Nach dem Krieg war das Leiden nicht zu Ende. Viele Frauen trugen körperliche Schäden davon, eine 82-Jährige erzählte: "Ich hätte kein Kind austragen können, weil innerlich alles kaputt war." Es gab nach Kriegsende massenhaft Abtreibungen, die damals zwar verboten waren, aber in stillschweigender Übereinkunft von Ärzten vorgenommen wurden.
Oft konnten Angehörige oder Partner mit dem Geschehenen nicht umgehen. Die Mutter etwa, die den Missbrauch der Tochter miterlebte, aber nie mit ihr darüber sprach. Eine Frau erzählte, dass ihr damaliger Mann sich mit dem Makel der Vergewaltigung nicht abfinden konnte, als er aus der Kriegsgefangenschaft kam. Sie habe in eine Scheidung aus ehewidrigem Verhalten einwilligen müssen, so die Frau.
Eichhorns liebste Kronzeugin ist gerade gestorben
Das Gehörte belastete Svenja Eichhorn, und manchmal sei sie am Abend voller Nervosität durch die dunklen Straßen nach Hause gelaufen, erzählt sie. "Da war plötzlich so eine diffuse Bedrohung, auch wenn ich wusste, dass mir nichts passieren kann." Nach ein paar Stunden sei dieses Gefühl dann vorübergegangen.
Eichhorn fühlt sich vor allem den Opfern verpflichtet. "Es ist wichtig, dass das Erlittene anerkannt wird", sagt sie. Und ihr Respekt vor älteren Menschen sei weiter gewachsen. "Diese unterschiedlichen Lebensläufe, und wie viele Frauen nach dem Krieg ihr Leben gemeistert haben, das hat mich tief beeindruckt."
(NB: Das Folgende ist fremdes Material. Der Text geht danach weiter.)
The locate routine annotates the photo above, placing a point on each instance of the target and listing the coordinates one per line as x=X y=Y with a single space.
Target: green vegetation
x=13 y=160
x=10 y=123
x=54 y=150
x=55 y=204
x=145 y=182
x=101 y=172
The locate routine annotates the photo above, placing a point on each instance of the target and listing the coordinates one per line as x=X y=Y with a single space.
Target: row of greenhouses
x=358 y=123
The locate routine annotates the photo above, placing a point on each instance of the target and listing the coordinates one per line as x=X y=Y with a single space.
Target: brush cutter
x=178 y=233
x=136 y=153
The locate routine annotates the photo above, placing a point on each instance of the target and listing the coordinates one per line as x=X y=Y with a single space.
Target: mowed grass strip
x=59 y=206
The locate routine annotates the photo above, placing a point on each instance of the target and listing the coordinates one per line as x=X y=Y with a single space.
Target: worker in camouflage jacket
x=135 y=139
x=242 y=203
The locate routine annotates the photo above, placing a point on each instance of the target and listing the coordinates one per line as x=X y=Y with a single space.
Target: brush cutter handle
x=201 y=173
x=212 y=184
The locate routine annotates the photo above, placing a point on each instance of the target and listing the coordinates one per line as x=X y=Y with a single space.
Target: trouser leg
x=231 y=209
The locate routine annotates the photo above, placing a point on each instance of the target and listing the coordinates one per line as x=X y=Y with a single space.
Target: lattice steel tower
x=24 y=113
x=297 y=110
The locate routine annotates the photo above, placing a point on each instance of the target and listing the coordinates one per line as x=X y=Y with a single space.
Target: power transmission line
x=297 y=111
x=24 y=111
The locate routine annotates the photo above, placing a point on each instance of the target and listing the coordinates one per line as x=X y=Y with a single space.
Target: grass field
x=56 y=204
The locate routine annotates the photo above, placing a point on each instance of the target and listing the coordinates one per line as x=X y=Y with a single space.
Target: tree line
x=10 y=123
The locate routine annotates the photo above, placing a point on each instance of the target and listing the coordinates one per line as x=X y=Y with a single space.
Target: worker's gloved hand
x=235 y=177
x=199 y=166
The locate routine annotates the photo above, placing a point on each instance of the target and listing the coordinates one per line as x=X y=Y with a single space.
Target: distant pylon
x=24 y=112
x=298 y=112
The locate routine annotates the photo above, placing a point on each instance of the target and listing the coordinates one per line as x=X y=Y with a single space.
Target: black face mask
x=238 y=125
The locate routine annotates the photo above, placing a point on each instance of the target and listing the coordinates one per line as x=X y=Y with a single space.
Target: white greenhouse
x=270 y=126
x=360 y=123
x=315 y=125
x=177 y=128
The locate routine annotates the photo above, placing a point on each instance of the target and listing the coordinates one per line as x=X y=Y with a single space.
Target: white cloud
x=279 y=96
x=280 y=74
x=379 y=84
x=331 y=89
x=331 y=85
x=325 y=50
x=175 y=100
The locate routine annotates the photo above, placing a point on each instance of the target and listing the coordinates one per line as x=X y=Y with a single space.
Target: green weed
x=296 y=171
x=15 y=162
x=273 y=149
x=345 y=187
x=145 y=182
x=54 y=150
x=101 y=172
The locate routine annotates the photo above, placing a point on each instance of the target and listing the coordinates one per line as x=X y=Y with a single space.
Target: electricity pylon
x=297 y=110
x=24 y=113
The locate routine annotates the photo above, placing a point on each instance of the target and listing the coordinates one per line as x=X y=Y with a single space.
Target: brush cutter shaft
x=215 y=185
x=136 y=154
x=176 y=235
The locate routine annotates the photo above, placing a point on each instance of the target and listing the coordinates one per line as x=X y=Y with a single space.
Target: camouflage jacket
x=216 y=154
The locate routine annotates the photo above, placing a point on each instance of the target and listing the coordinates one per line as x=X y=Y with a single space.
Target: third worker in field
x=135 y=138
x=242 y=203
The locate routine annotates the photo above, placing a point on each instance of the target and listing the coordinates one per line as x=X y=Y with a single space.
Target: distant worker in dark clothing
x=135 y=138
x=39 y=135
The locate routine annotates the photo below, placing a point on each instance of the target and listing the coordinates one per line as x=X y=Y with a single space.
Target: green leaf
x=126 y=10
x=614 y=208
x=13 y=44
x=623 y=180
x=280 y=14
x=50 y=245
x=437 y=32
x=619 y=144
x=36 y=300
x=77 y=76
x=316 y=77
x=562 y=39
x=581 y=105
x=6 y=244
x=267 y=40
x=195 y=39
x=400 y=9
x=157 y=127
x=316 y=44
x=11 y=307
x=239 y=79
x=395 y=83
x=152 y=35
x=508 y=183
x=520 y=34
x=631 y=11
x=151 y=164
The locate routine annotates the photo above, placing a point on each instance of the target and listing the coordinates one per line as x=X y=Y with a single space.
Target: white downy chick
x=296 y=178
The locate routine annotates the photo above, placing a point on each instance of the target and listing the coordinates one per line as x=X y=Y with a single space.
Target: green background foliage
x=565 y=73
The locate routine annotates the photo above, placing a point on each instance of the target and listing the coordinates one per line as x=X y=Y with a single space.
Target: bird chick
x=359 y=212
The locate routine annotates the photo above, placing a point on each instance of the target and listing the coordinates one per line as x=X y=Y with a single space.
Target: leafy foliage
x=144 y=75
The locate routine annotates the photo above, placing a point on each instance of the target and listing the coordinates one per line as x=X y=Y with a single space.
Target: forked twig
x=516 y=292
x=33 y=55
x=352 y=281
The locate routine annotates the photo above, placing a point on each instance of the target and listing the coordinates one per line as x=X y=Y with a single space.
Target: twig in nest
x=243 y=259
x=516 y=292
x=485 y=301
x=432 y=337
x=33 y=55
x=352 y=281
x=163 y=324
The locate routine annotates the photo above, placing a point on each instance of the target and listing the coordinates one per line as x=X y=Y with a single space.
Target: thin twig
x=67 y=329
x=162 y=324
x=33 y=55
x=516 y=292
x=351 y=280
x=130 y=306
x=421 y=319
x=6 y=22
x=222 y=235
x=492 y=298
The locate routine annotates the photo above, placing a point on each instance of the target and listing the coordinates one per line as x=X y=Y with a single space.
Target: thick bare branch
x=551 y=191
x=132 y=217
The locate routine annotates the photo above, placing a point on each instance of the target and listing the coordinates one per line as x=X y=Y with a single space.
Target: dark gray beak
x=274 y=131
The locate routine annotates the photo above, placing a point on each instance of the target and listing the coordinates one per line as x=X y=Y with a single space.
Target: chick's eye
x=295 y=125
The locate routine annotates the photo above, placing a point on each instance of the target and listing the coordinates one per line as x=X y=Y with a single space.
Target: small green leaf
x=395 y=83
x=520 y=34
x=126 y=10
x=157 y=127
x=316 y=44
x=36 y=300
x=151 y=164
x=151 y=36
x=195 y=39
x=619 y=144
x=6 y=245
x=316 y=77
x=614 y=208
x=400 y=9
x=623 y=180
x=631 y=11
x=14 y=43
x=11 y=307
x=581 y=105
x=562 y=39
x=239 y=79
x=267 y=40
Erste Ergebnisse der Greifswalder Studie liegen inzwischen vor, sind aber noch nicht publiziert. Svenja Eichhorn hat die Resultate auch ihren Interviewpartnerinnen zukommen lassen. Die Berlinerin mit den roten Haaren, von der die Doktorandin so beeindruckt war, erreichte die Postsendung nicht mehr - sie starb Anfang Februar.